The X-LoRA API is composed of 3 parts: the "Global API", the "Model API" and the "Utility API". Generally the global API is used to create X-LoRA models and the model API is used to interface with the models while the Utility API provides useful utility functions.

X-LoRA Config

The X-LoRA Config saves the full configuration of an X-LoRA model.

Args:
    hidden_size (`int`):
        Hidden size of the base model.
    device (`torch.device`):
        Device for the X-LoRA classifier.
    enable_softmax (`bool`, *optional*, defaults to `True`):
        Enable softmax application for the X-LoRA classifier.
    enable_softmax_topk (`bool`, *optional*, defaults to `False`):
        Enable softmax application for the top-k LoRA adapters. Mutually exclusive to `enable_softmax` and must only be set if `top_k_lora` is.
    softmax_temperature (`float`, *optional*, defaults to 1.0):
        Softmax temperature, lower yields sharper predictions
    layerwise_scalings (`bool`, *optional*, defaults to `False`):
        Generate scalings for each layer.
    top_k_lora (`int`, *optional*, defaults to None):
        Sparsely select the top_k LoRA experts instead of the default dense method.
    xlora_depth (`int`, *optional*, defaults to 1):
        Depth of the X-LoRA classifier.
    xlora_size (`int`, *optional*, defaults to 2048):
        Hidden size of the X-LoRA classifier, irrelevant if `xlora_depth=1`.
    enable_relu_and_dropout (`bool`, *optional*, defaults to `True`):
        Enable ReLU activation and Dropout application of the X-LoRA classifier.
    use_bias (`bool`, *optional*, defaults to `True`):
        Enable bias in X-LoRA classifier.
    xlora_dropout_p (`float`, *optional*, defaults to 0.2):
        Dropout probability of the X-LoRA classifier, irrelevant if `xlora_depth=1` or `enable_relu_and_dropout=False`.
    stop_token_id (`int`, *optional*):
        The id of the stop token for the input.
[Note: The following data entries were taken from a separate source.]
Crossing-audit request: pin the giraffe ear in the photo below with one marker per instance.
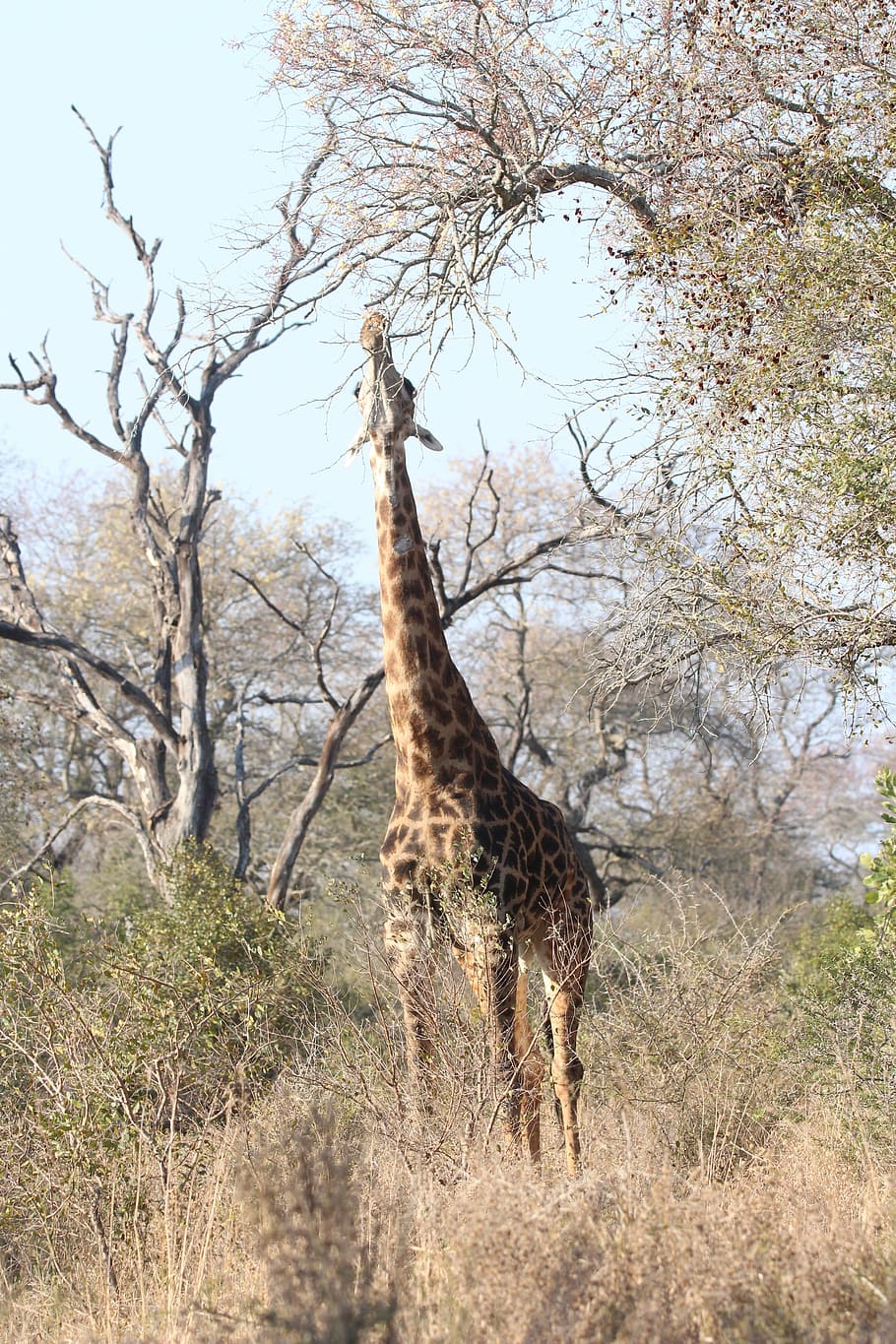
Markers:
(354, 446)
(426, 438)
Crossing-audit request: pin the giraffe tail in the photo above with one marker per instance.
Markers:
(548, 1039)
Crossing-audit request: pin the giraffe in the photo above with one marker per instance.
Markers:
(457, 808)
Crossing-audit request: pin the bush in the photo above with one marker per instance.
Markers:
(122, 1048)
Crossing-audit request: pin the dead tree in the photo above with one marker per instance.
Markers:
(162, 386)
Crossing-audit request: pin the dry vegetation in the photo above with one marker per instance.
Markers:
(737, 1134)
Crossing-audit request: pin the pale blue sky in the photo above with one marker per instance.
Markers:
(202, 148)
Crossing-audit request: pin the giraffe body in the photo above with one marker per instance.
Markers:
(469, 853)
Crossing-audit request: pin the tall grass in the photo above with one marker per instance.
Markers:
(737, 1182)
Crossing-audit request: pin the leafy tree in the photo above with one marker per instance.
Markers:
(735, 165)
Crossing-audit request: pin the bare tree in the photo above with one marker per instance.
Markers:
(168, 386)
(736, 162)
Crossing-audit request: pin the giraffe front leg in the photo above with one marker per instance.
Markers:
(410, 961)
(564, 975)
(527, 1052)
(492, 971)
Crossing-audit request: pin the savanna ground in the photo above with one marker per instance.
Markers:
(203, 1134)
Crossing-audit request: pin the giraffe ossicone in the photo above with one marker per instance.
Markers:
(469, 848)
(384, 397)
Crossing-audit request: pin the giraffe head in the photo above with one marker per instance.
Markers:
(386, 400)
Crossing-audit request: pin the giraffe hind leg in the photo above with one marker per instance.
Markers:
(498, 988)
(410, 960)
(564, 971)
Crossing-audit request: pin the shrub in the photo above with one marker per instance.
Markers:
(121, 1048)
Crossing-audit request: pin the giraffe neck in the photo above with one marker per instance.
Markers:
(434, 721)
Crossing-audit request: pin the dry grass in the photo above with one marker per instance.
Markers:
(726, 1197)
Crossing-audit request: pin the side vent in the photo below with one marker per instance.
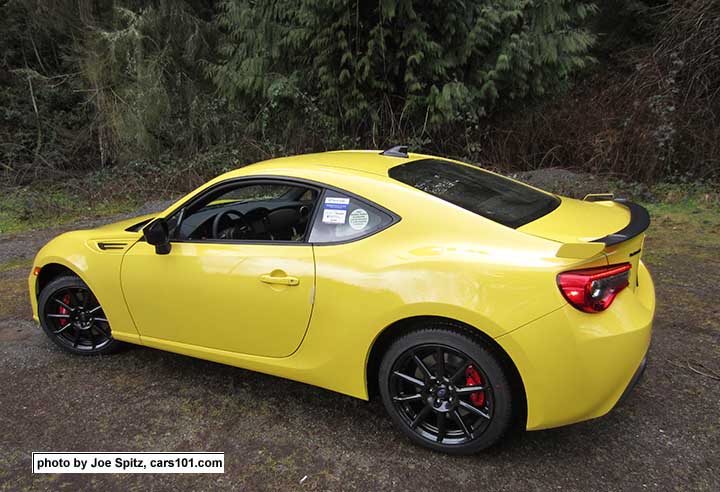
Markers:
(111, 245)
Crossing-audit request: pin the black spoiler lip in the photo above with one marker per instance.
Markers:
(639, 222)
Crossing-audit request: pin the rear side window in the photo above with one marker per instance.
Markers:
(343, 218)
(494, 197)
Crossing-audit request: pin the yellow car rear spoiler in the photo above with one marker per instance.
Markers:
(639, 222)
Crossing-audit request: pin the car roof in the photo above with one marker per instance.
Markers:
(366, 161)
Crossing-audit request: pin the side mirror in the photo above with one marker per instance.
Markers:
(157, 233)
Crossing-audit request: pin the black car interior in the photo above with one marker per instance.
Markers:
(270, 212)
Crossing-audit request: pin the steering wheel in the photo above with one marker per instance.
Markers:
(217, 221)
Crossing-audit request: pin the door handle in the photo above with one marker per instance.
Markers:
(269, 279)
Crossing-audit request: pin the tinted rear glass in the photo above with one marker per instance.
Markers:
(499, 199)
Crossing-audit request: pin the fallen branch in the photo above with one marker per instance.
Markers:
(688, 365)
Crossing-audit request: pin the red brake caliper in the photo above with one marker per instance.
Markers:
(62, 310)
(472, 378)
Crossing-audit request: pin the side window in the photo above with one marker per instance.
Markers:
(247, 211)
(343, 218)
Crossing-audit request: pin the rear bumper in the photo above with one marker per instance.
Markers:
(576, 366)
(633, 382)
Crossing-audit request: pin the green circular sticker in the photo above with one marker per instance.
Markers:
(359, 219)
If this is None, the sequence length is calculated using the attention mask.
    use_trainable_adapters (`bool`, *optional*, defaults to False):
        Make the adapters trainable.
    scaling_pass_value (`float`, *optional*, defaults to 0):
        Scaling pass value.
    global_scaling_weight (`float`, *optional*, defaults to 1):
        Weight to multiply output of each LoRA adapter by.

Global API

Utility API

Model API

Scalings

Trainable parameters

Setting the trainable adapters

Top-k

Original paper and citation

Cite this work as:

@article{Buehler_XLoRA_2024,
    title   = {X-LoRA: Mixture of Low-Rank Adapter Experts, a Flexible Framework for Large Language Models with Applications in Protein Mechanics and Design},
    author  = {E.L. Buehler, M.J. Buehler},
    journal = {},
    year    = {2024},
    volume  = {},
    pages   = {},
    url     = {https://arxiv.org/abs/2402.07148}
}

Contributing

Please run make style before submitting a PR.